Salah Hammouri was arrested on 7 March 2022, during an Israeli occupation forces' dawn raiding of his home in Kufr Aqab, north of Jerusalem. Later, on 10 March 2022, the Israeli military commander issued the first administrative detention order against Salah for three months, to end on 6 June 2022. More than 500 Palestinian administrative detainees are currently undertaking a collective boycott of Israeli military courts to protest the Israeli occupation's illegal systematic and arbitrary practice of administrative detention. Salah joins the boycott, refusing to participate in the military proceedings related to his administrative detention and requesting his legal counsel do the same.

Extension of the administrative detention period severely increases the psychological suffering of Palestinian detainees. Once detainees begin to think that they will soon be released, the Israeli occupation authorities often renew the detention order without any charges. Several studies on the effects of administrative detention showed the element of unpredictability, loss of control, and the absence of a specific end date are all contributing factors to causing acute pressure on detainees and their families that force them to live in a "permanent state of waiting."

The arbitrary arrest and detention of Salah Hammouri are made more urgent and exceptional in light of the Israeli Minister of Interior's unlawful decision, on 18 October 2021, to revoke his permanent residency status in Jerusalem based on a "breach of allegiance to the State of Israel." The initiation of his residency revocation under Amendment No. 30 to the Entry into Israel Law of 1952 entails profound violations of international law and puts him at imminent risk of forced deportation.

Since the revocation, Salah Hammouri's defense counsel submitted an appeal against the residency revocation, along with a petition to suspend the procedures associated with the residency revocation—most prominently freedom of movement beyond the neighborhood of Kufur Aqab, the travel ban, and halting of residency social security and health insurance benefits.
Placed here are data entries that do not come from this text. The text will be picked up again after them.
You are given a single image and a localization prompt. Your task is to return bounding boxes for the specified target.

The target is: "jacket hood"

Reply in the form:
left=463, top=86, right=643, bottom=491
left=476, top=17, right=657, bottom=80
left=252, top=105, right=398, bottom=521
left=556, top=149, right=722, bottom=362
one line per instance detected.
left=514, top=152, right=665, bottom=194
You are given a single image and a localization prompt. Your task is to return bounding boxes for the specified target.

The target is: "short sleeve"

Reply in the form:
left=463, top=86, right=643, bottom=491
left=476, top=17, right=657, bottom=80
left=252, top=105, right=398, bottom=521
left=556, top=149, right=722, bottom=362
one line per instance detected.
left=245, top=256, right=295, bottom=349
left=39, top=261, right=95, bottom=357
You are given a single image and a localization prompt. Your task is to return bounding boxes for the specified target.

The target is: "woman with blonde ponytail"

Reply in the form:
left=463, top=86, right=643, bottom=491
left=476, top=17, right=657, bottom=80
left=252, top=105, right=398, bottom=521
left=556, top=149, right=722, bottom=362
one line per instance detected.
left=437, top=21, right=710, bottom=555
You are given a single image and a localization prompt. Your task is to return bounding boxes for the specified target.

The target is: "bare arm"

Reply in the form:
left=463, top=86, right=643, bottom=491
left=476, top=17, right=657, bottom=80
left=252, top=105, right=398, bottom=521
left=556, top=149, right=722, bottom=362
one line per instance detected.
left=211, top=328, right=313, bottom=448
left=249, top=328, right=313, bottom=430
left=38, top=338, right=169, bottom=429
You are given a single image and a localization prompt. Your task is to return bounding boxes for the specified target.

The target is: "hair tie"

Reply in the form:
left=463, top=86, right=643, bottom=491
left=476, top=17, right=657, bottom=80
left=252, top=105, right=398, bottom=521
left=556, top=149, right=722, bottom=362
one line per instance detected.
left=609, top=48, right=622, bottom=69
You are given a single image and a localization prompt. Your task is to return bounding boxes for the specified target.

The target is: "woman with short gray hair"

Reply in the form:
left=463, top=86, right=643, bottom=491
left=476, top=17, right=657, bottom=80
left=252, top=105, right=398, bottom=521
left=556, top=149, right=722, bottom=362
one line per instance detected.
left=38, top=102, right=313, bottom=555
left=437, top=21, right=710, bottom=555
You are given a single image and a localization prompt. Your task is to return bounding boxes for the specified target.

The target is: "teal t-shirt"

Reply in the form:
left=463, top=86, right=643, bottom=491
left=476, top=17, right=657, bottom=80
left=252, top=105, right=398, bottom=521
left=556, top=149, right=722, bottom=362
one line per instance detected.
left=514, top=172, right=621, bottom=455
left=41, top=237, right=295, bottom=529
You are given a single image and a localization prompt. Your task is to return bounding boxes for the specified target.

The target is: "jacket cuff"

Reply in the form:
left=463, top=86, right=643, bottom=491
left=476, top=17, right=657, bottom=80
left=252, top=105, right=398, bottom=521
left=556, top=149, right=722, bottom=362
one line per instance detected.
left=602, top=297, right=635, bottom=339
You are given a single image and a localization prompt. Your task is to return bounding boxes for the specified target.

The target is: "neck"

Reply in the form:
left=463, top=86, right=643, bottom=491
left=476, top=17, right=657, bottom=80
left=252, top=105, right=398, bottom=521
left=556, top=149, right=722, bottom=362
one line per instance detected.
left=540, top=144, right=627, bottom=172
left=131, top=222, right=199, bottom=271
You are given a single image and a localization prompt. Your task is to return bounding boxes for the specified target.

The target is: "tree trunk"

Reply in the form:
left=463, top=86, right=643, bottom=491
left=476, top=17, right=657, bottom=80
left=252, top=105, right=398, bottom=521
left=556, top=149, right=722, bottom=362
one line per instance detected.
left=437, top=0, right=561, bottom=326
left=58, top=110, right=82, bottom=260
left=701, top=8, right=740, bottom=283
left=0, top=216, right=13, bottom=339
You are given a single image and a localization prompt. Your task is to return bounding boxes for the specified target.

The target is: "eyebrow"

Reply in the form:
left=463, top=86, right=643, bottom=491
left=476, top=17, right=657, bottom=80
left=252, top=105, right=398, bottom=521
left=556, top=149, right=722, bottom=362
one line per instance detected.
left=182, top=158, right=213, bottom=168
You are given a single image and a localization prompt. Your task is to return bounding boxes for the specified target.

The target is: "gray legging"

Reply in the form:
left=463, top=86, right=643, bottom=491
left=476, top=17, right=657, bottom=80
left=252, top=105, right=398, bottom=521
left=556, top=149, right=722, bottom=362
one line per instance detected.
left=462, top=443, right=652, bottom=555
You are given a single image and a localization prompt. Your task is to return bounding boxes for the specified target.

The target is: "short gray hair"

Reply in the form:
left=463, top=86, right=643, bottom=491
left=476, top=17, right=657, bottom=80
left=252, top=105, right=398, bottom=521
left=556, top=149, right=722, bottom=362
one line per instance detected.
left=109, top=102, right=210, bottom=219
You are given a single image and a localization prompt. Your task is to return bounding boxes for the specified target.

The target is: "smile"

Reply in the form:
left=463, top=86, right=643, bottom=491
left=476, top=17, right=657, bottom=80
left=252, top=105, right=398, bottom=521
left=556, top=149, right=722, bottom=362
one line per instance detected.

Salah Hammouri, 36 years old, is a Palestinian-French Jerusalemite, long-time human rights defender (HRD), a lawyer with Addameer Prisoner Support and Human Rights Association, and a former political prisoner. Salah has been the subject of Israeli persecution since he was 15 years old when he sustained a bullet injury in 2000. He was first arrested at the age of 16 and has since then been facing continuous judicial and administrative harassment by the Israeli occupation authorities, including six periods of imprisonment and arbitrary arrests, several travel bans, excessive bail and fines, house arrests, and separation from his family, surveillance and spyware attack.